Though in its infancy, the LGBTQ+ farmworker group provides support to people at the intersection of unique and overlapping forms of marginalization. At meetings, members discuss xenophobia in school following the election of Donald Trump; how to navigate challenging family dynamics during the holidays as a gay, bisexual, or transgender teenager; and how to best represent LGBTQ+ farmworkers at local pride events. The group has discussed immigration enforcement matters and increasingly aggressive local police tactics, and how such efforts are especially concerning for LGBTQ+ Latinx youth who experience multiple overlapping vulnerabilities. Further, Gabi has also appeared in public forums and was a speaker on a panel at my institution focused on LGBTQ+ intersectional activism following the Pulse shooting.

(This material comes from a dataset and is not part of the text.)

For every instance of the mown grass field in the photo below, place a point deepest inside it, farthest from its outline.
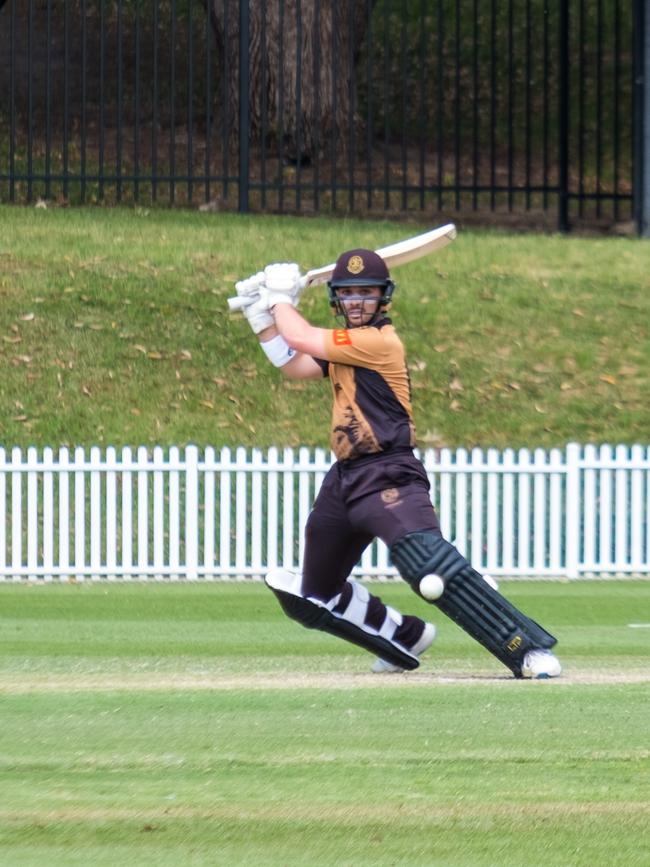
(167, 724)
(114, 331)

The emergence and ongoing activism of the youth-led LGBTQ+ Farmworker alliance reveals how im/migrant youth continuously move through numerous social spaces and challenge artificial social boundaries that attempt to organize people based on sexual orientation, documentation and migration status, race, ethnicity, and language ability. Rather than remaining in such silos, however, leaders of the LGBTQ+ Latinx farmworker group find ways to dismantle them. For example, at Orlando’s pride event, the LGBTQ+ farmworker group used the farmworker association logo to create a rainbow banner, effectively queering the organization’s logo and complicating limited understandings of farmworker and LGBTQ+ identity. Moreover, the group continues to contemplate ways to make LGBTQ+ services more accessible to Central Florida’s farmworker community.
Breaking down artificial silos between LGBTQ+ and im/migration-related groups are especially needed on a global scale, as LGBTQ+ interests and white nationalist interests can align to promote xenophobia and Islamophobia. As I argue in my forthcoming book Pathogenic Policing, one necessary way to combat xenophobia is for groups like LGBTQ+ activists and others to unite and to refuse to be divided based on arbitrary notions of difference, like im/migration status, race, and sexual orientation.

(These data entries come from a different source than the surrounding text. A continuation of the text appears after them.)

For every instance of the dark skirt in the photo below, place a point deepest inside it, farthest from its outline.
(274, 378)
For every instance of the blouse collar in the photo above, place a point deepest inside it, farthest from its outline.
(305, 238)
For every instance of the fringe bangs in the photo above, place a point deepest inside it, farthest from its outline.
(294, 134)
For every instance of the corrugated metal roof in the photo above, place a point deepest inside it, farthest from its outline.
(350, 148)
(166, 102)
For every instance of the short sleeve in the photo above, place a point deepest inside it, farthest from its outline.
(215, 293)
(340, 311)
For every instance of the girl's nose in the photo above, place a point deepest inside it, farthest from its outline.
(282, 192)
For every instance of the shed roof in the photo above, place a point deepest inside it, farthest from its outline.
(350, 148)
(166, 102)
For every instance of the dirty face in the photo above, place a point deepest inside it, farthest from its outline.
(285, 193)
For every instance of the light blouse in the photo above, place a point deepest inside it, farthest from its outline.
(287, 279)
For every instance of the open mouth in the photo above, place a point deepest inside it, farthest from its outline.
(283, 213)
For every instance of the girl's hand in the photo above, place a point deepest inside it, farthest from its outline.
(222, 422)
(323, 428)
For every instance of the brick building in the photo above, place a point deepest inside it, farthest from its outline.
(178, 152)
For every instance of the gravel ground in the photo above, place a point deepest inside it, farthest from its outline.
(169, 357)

Nolan Kline is Assistant Professor of Anthropology and the Co-Coordinator of the Global Health Program at Rollins College. His book, Pathogenic Policing: Immigration Enforcement and Health in the U.S. South, examines the multiple, hidden, health-related consequences of immigration enforcement policies in the United States. His newest project examines LGBTQ+ Latinx activism following the Pulse shooting in Orlando, Florida.
[1] All names, except for organization names, are pseudonyms.